In Back Propagation Through Time (BPTT), the gradient or derivative of loss is computed against each parameter at every time time step and then finally summing the individual losses to calculate the over all loss L. The errors are back propagated at individual time steps and across time steps during the backward pass. While computing the loss function in a RNN, there are multiple matrix multiplications being carried out and also the derivative of the activation function computed. If these multiplication values are greater than unity, then the network experiences exploding gradients issue. This is rare phenomenon but easier to detect and correct. The gradient clipping can be employed to remove the bigger gradients. On the other hand, if the matrix values are too small, the network is likely to encounter vanishing gradients problem. This happens to be a major setback of the well known RNN. As a consequence, the network becomes unreliable in terms if long term dependencies.

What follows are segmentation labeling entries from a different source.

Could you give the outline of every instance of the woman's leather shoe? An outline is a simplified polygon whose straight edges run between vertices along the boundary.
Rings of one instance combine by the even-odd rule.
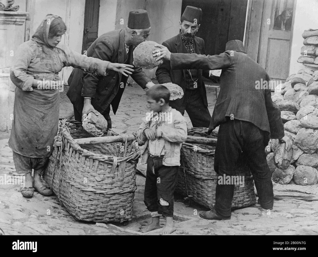
[[[33,187],[35,191],[45,196],[50,196],[53,194],[53,192],[52,190],[46,188],[43,185],[39,186],[36,186],[34,181],[33,182]]]
[[[207,212],[201,212],[199,213],[200,216],[206,220],[230,220],[231,216],[223,216],[217,212],[214,207],[211,211]]]

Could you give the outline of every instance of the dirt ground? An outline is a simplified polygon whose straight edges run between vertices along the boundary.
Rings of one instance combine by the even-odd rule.
[[[211,114],[216,101],[215,88],[207,87]],[[136,85],[125,89],[117,114],[112,117],[114,130],[119,133],[136,131],[145,116],[144,92]],[[185,117],[191,123],[186,115]],[[10,133],[0,133],[0,176],[17,175],[8,145]],[[27,199],[19,192],[19,185],[0,185],[0,228],[7,235],[144,234],[143,226],[151,220],[143,203],[145,178],[137,176],[133,220],[122,223],[86,222],[75,220],[55,196],[45,197],[35,193]],[[317,235],[318,201],[275,200],[270,212],[257,204],[234,211],[231,219],[204,220],[199,213],[207,209],[193,203],[183,202],[177,196],[174,219],[177,230],[172,234]],[[161,220],[162,226],[164,220]],[[162,229],[146,233],[158,234]]]

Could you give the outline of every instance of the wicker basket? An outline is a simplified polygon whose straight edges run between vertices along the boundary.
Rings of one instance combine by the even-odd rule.
[[[60,121],[45,181],[78,220],[130,220],[140,156],[138,145],[134,141],[80,146],[74,140],[91,136],[81,126]]]
[[[198,136],[201,129],[189,133]],[[205,129],[207,130],[207,129]],[[193,132],[193,134],[191,134]],[[208,208],[215,203],[215,192],[219,176],[214,170],[215,147],[184,143],[181,149],[181,165],[176,191],[191,198],[195,201]],[[254,181],[248,167],[239,164],[236,176],[244,176],[244,186],[236,185],[231,207],[232,208],[249,206],[256,202]]]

Overcome Vanishing Gradients

The product of the smaller values leads to shrinking of the number, ultimately reaching the zero line or vanishing. Further more, errors from the farer time steps are even more smaller. This implies that during the network training, we might end up biasing the parameters to get hold of the short–term dependencies. Hence, certain precautions during the start of training while designing the network architecture can prevent this undetectable catastrophic problem.

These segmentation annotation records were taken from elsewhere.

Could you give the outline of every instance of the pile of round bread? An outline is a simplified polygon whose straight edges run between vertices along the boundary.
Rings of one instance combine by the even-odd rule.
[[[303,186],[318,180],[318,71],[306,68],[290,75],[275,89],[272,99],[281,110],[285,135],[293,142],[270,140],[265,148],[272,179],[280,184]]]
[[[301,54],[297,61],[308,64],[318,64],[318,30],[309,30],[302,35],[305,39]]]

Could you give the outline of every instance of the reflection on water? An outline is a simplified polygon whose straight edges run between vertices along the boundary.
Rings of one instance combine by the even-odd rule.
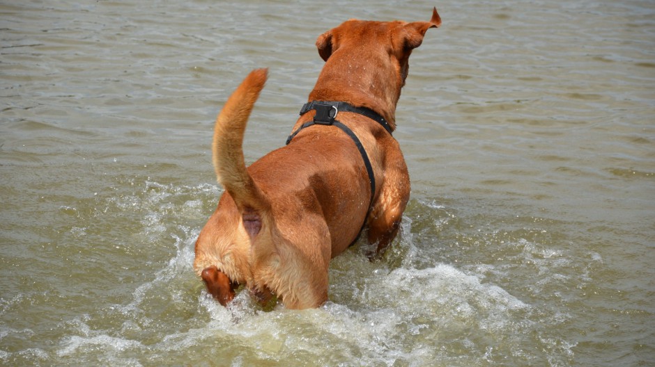
[[[2,364],[655,363],[652,4],[336,5],[0,5]],[[283,145],[318,34],[434,5],[444,24],[399,105],[413,196],[385,258],[333,260],[318,309],[213,302],[191,265],[224,99],[270,68],[252,161]]]

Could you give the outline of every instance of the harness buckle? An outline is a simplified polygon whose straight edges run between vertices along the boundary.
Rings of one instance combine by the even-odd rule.
[[[328,104],[315,104],[314,109],[316,111],[314,122],[318,125],[332,125],[337,118],[337,114],[339,113],[336,106]]]

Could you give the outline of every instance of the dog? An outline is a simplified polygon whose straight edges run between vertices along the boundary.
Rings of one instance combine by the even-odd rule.
[[[318,36],[325,61],[287,145],[246,168],[242,142],[268,70],[252,71],[216,120],[213,163],[224,188],[195,244],[194,270],[226,306],[238,287],[291,309],[328,300],[330,261],[367,234],[371,257],[398,233],[410,195],[392,133],[412,51],[441,19],[348,20]]]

  1. Change of activation function: ReLu prevents the derivative of activation to fall to a smaller value.
  2. Initialization of weights: Setting the initial weights to identity matrix and all the biases to zero helps shrinking of gradients.
  3. Amendment in the RNN architecture: Use of gated cells like LSTM and GRU can control the vanishing gradient issue.
Derivative of ReLu, Sigmoid and Tanh
Derivative of ReLu, Sigmoid and Tanh

Long Short-Term Memory (LSTM)

The main aim of designing LSTMs is to store information in order to have long term dependencies. Hence, LSTMs are suitable for a variety of renowned applications such as speech recognition, machine translation and hand-writing recognition. The LSTMs employ gated activation function and maintain a special type of memory called cell state or state cell (in some references).

LSTM working
LSTM working

Gates: The gates perform the function of adding or removal of information. Optionally, gates let the data pass through a sigmoid function and pointwise multiplication.

Forget state: to forget unwanted part of previous state. It uses the previous cell input and output. Let f_t be the forget state at time t , g(.) is sigmoid activation function while b_f is the bias for forget state. When the sigmoid value is zero, the gate needs to forget the information completely at that time instant. On the other hand, when sigmoid value is unity, forget gates needs to keep the data intact.

f_t = g(W_j[h_{t-1},x_t]+b_f)

Update state: selectively updates cell state. As a part of update cell, firstly new information needs to be identified and then stored. This is useful incase of adding new feature to the processed data. Therefore, i_t be the information to be stored, and internal output cell state, tilde{C_t} ,

i_t = g(W_j[h_{t-1},x_t]+b_i)
tilde{C_t}=tanh(W_C[h_{t-1},x_t]+b_c)

The sigmoid layer helps to decide which value needs an update while the tanh layer contributes to adding vector of a new candidate. Consequently, the output of update cell is a sum of forget operation to previous internal cell state f_t*C_{t-1} and scaled new candidate value i_t * tilde{C_t} .

Output gate: selectively output parts of cell state. The sigmoid layer decides which parts of the state needs to be outputted while tanh scales values between -1 to +1 .

o_t =g(W_o[h_{t-1},x_t]+b_o)
h_t= o_t * tanh(C_t)

Please note all these multiplications are element wise. Matrix multiplications leads to vanishing gradient problem.